Na altura, a voz de Cícero ainda não era o temível instrumento que iria ser mais tarde; era rouca e ocasionalmente podia resvalar para a gaguez. Quero crer que o problema era ele ter a cabeça ocupada por demasiadas palavras, que em momentos de maior pressão se lhe apertavam na garganta, como acontece quando duas ovelhas, pressionadas pelo rebanho que as segue, tentam passar ao mesmo tempo por um espaço estreito. De qualquer maneira, era frequente que tais palavras fossem demasiado eruditas para poderem ser compreendidas pela assistência. O «Erudito», como lhe chamavam os ouvintes impacientes, ou o «Grego», sendo certo que nenhum dos termos poderia ser visto como um elogio. Conquanto ninguém pusesse em dúvida o talento de Cícero para a oratória, a sua constituição física era demasiado frágil para lhe suportar toda a ambição; por isso, o esforço suportado pelas suas cordas vocais durante várias horas de argumentação, muitas vezes ao ar livre e em qualquer estação do ano, podia deixá-lo rouco ou afónico durante dias. A estes desastres juntavam-se a insónia persistente e as digestões difíceis. Dito em palavras simples: se queria ascender na política, como desejava ardentemente, Cícero precisava de ajuda profissional. Portanto, decidiu ausentar-se de Roma por algum tempo, com o duplo objectivo de refrescar as ideias e de consultar os mais famosos professores de Retórica, que, na sua maioria, viviam na Grécia e na Ásia Menor.
Por eu ser responsável pela pequena biblioteca do pai dele, e por possuir conhecimentos razoáveis de grego, Cícero pediu-me emprestado, como quem leva para casa um livro da biblioteca, e levou-me com ele para o Oriente.

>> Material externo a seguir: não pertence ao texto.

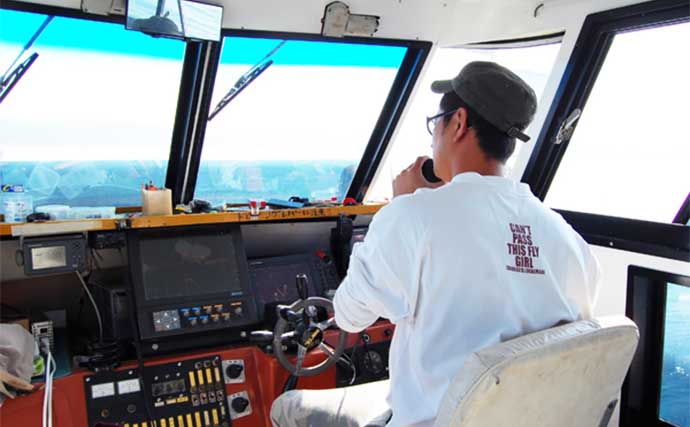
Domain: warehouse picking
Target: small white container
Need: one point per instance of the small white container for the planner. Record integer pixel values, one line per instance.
(56, 212)
(16, 206)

A minha função era dirigir os preparativos, arranjar transportes, pagar aos professores e tudo o que fosse necessário; ao fim de um ano seria devolvido ao meu antigo senhor. No final, como acontece com tantos livros úteis, acabei por nunca ser devolvido.
Encontrámo-nos no porto de Brindisium no dia em que devíamos seguir viagem. Estávamos no Consulado de Servílio Vátia e Cláudio Pulcro, no 675.º ano da fundação de Roma. Cícero ainda não era a figura imponente que se viria a tornar, nem as suas feições eram de tal forma populares que não lhe permitissem percorrer a mais calma das ruas sem ser reconhecido. (Bem gostaria de saber o que terá acontecido a todos aqueles milhares de bustos e retratos que chegaram a adornar casas particulares e edifícios públicos. Teriam, na verdade, sido todos partidos e queimados?) Naquele dia de Primavera, o jovem que estava no cais era magro e tinha ombros arredondados, pescoço excessivamente alto em que uma volumosa maçã-de-adão, grande com um punho de bebé, subia e descia sempre que ele engolia. Os olhos eram protuberantes, a pele amarelenta, as faces encovadas; era, em resumo, a imagem da falta de saúde. «Pois bem, Tirão», recordo-me de ter pensado, «aproveita a viagem, que não durará muito.»
Começámos por ir a Atenas, onde Cícero se prometera o prazer de frequentar a Academia para estudar Filosofia. Levei-lhe o saco para o auditório e, quando estava para o deixar ali, quis saber para onde é que eu ia.
— Vou sentar-me à sombra, juntamente com os outros escravos — respondi —, a menos que tenhas qualquer outro serviço para mim."